The tattoo machine is operated by a foot pedal attached to the machine. Power units are also used with the machine, which are devices that diminish fluctuations in the electrical charge that comes in from an outlet. These fluctuations can affect how the needle moves, which results in parts of the tattoo becoming “blown out”. This means that the mark made on the skin is slightly distorted.
A tattoo itself is made out of specialized colored dyes called pigments. The pigment is first applied to the needle of the tattoo machine. The needle is then used to pierce the skin and into the dermis, the middle layer of skin, where it leaves drops of pigment that can be seen on the skin’s surface. As skin is worn away and replenished some pigment is worn away as well; which is why tattoos gradually fade over time.

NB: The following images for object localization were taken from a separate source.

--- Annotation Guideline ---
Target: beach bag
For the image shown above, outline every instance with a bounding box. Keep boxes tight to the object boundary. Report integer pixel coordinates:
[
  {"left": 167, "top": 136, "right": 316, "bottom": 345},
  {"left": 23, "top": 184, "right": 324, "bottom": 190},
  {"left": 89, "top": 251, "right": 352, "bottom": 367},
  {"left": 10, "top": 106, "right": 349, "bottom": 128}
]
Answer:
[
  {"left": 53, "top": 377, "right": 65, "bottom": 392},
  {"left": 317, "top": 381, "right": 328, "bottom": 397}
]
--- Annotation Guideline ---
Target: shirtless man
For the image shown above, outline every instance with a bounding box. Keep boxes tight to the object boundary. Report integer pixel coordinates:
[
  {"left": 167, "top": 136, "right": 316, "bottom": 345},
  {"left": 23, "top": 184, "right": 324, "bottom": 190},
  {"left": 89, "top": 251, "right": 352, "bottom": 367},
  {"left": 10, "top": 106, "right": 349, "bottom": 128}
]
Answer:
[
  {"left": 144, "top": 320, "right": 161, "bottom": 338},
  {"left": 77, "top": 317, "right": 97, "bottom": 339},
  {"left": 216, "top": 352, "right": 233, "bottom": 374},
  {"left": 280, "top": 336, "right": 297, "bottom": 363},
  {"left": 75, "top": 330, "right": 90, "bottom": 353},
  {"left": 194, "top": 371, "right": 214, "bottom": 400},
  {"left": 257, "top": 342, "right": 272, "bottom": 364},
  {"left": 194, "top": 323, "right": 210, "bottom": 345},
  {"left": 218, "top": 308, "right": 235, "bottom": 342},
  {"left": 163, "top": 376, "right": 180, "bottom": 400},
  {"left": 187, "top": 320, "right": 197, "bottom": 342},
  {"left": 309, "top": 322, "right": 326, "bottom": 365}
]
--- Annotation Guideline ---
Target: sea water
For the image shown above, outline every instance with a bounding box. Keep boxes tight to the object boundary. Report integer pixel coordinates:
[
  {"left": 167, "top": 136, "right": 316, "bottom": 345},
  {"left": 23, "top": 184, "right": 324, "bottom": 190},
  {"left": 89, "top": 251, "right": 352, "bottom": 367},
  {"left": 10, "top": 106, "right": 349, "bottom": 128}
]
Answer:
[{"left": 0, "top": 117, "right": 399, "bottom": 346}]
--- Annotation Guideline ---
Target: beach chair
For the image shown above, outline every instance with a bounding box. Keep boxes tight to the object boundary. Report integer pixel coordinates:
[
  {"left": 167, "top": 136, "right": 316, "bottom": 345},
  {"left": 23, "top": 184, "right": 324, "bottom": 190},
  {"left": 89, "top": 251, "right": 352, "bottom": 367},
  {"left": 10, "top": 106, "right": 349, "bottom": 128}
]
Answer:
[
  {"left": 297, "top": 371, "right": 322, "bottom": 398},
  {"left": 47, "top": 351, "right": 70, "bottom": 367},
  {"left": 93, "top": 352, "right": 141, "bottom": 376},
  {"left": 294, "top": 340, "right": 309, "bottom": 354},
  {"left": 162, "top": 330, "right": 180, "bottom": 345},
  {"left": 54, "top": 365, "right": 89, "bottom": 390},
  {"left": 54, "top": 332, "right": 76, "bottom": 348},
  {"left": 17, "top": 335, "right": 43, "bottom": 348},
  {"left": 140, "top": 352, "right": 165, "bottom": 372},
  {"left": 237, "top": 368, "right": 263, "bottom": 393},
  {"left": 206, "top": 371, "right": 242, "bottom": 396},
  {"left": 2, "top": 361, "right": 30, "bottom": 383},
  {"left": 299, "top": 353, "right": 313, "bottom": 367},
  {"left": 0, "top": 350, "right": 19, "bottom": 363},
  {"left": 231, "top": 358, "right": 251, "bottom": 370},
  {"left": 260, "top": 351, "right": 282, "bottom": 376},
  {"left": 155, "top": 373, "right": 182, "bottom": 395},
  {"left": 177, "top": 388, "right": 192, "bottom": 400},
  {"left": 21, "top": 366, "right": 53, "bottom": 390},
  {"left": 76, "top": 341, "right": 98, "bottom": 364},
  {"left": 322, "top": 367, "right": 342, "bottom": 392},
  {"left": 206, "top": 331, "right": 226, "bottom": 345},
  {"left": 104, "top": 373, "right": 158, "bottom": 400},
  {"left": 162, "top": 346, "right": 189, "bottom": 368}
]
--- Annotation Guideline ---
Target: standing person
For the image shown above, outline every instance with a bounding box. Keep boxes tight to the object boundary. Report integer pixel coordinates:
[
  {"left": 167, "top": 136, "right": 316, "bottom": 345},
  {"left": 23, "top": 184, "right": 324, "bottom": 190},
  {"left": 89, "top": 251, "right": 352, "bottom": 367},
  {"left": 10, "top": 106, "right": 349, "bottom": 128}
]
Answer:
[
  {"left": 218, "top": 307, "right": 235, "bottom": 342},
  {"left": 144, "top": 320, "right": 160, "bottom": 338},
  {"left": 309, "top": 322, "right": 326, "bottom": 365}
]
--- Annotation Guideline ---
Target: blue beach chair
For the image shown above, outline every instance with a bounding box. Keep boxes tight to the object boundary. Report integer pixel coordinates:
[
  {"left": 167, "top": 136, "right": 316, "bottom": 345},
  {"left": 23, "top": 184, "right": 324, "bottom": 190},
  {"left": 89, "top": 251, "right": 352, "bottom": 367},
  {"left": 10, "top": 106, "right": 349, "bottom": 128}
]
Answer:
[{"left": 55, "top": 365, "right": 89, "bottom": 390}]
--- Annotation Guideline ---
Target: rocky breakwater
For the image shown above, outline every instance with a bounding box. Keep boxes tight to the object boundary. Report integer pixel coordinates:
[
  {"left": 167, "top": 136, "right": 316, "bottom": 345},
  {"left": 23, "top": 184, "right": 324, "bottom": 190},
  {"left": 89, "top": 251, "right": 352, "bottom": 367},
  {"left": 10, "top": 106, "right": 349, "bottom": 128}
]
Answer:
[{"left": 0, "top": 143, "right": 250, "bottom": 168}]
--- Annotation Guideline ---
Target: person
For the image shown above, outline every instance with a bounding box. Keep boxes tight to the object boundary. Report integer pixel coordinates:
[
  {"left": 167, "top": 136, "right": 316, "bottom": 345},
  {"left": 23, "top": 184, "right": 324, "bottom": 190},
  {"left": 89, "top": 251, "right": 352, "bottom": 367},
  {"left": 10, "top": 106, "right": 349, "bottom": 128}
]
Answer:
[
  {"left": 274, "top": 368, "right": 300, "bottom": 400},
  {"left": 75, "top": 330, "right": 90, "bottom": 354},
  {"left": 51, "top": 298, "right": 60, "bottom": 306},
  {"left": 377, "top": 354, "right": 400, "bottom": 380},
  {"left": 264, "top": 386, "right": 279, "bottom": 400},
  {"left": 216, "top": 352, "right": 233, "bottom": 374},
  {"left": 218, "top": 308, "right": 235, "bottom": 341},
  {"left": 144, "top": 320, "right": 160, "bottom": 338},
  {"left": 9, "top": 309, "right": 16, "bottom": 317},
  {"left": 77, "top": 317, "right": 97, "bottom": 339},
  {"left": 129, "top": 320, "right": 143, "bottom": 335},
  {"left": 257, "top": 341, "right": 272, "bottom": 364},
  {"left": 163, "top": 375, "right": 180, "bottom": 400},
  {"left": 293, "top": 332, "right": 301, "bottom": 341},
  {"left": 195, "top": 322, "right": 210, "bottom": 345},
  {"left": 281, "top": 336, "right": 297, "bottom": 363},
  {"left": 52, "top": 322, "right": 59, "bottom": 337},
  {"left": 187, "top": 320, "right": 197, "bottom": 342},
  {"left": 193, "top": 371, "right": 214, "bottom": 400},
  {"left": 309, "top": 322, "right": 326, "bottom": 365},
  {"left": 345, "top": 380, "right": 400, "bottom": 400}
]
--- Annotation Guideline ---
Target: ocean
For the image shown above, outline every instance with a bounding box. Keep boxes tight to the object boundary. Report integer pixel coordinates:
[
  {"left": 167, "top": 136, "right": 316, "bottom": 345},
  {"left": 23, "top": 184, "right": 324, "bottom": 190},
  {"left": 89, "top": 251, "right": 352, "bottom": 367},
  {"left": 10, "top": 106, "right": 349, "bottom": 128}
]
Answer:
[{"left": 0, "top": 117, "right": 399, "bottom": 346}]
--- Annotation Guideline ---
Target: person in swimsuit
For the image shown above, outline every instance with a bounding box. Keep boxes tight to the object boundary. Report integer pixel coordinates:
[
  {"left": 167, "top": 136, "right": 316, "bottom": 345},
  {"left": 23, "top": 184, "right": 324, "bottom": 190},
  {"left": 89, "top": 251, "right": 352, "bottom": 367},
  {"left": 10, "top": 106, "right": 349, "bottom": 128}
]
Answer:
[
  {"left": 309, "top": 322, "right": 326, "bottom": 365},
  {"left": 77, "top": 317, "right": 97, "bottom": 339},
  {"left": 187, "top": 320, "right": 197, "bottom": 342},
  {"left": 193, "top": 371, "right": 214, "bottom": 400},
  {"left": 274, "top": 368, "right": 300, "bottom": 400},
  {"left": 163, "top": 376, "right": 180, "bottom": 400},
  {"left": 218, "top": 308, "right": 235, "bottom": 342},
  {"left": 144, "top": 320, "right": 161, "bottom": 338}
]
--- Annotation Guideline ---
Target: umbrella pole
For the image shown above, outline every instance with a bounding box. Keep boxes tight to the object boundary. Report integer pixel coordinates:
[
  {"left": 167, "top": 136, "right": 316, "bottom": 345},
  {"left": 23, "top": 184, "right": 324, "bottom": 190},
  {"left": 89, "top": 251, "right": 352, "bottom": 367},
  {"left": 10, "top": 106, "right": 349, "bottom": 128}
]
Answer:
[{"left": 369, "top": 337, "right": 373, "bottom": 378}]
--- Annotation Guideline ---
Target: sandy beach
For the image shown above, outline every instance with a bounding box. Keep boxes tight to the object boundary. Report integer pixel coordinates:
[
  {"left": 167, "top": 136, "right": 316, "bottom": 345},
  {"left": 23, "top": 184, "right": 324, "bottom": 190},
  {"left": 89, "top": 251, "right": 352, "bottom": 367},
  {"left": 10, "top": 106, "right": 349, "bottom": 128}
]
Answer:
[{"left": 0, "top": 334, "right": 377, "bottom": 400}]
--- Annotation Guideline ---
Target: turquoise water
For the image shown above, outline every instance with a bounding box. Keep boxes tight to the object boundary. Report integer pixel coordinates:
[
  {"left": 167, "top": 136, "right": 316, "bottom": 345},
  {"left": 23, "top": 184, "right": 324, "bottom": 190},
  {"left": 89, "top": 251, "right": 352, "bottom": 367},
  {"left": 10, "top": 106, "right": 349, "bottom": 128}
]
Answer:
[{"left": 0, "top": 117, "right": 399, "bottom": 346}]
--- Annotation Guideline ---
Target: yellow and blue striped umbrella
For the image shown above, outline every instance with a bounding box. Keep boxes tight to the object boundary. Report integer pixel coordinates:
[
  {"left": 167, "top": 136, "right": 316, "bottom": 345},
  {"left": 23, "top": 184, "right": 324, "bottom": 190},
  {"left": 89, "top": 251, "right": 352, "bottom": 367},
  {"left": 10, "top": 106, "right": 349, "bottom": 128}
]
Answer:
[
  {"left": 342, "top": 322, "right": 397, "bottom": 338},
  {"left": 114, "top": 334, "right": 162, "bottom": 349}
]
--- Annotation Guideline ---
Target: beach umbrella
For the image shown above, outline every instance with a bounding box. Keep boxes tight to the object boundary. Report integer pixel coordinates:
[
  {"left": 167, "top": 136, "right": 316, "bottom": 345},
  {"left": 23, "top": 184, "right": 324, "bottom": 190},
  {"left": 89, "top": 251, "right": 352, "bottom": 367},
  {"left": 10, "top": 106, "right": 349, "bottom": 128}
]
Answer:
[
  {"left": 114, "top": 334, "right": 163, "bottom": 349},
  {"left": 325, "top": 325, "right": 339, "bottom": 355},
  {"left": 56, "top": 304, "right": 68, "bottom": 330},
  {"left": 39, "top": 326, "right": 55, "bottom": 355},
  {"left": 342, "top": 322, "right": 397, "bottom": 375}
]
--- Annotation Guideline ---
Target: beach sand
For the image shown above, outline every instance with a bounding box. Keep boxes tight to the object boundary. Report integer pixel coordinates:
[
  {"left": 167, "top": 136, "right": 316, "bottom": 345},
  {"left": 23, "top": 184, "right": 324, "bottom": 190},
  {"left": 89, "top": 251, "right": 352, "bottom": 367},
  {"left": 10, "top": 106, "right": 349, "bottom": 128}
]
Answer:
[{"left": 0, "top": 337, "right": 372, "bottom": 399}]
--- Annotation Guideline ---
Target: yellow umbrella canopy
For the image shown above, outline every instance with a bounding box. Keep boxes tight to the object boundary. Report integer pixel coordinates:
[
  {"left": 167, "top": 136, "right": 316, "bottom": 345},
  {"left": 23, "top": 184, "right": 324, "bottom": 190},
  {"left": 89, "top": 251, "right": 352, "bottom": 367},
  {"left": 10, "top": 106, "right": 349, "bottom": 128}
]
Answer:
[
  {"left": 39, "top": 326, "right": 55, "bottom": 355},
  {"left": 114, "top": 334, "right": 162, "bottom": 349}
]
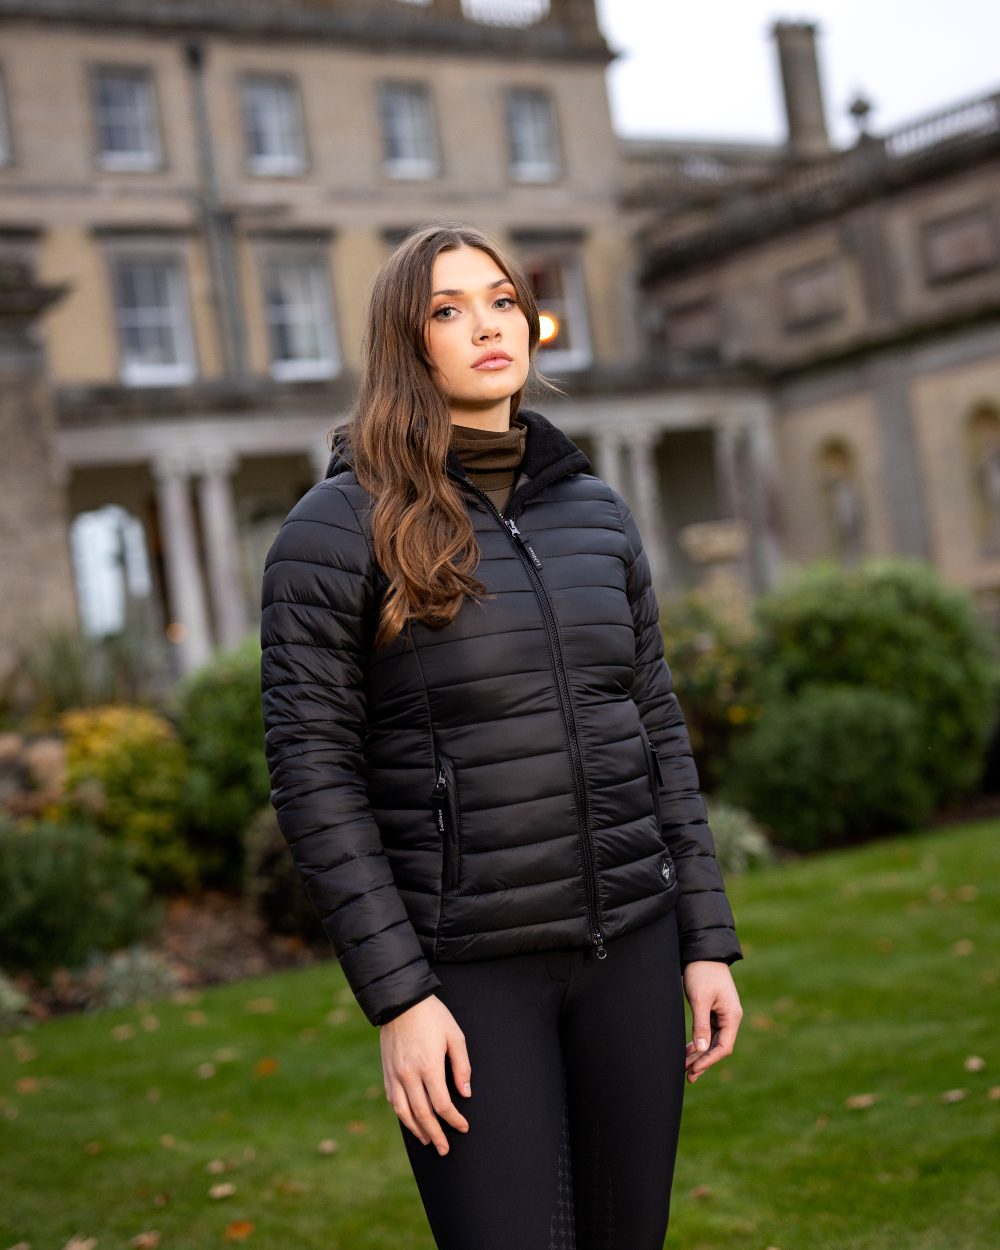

The amount of time it takes to actually apply a tattoo can vary drastically. If the tattoo is large or complex enough, it can take a whole day or more. For larger tattoos, it can take multiple sessions to actually finish it. Sessions can last a couple of hours each.
After getting a tattoo, the skin is damaged and takes time to heal. If a tattoo is improperly cared for after it has been applied, it can damage the tattoo itself. The image can sometimes blur, colors fade or the skin becomes further damaged and scarred.
Getting a tattoo isn’t the easiest process for the artist or the client. Despite this, Holmes enjoys his job and continues to work at and help manage Eugene Tattoo & Body Piercing.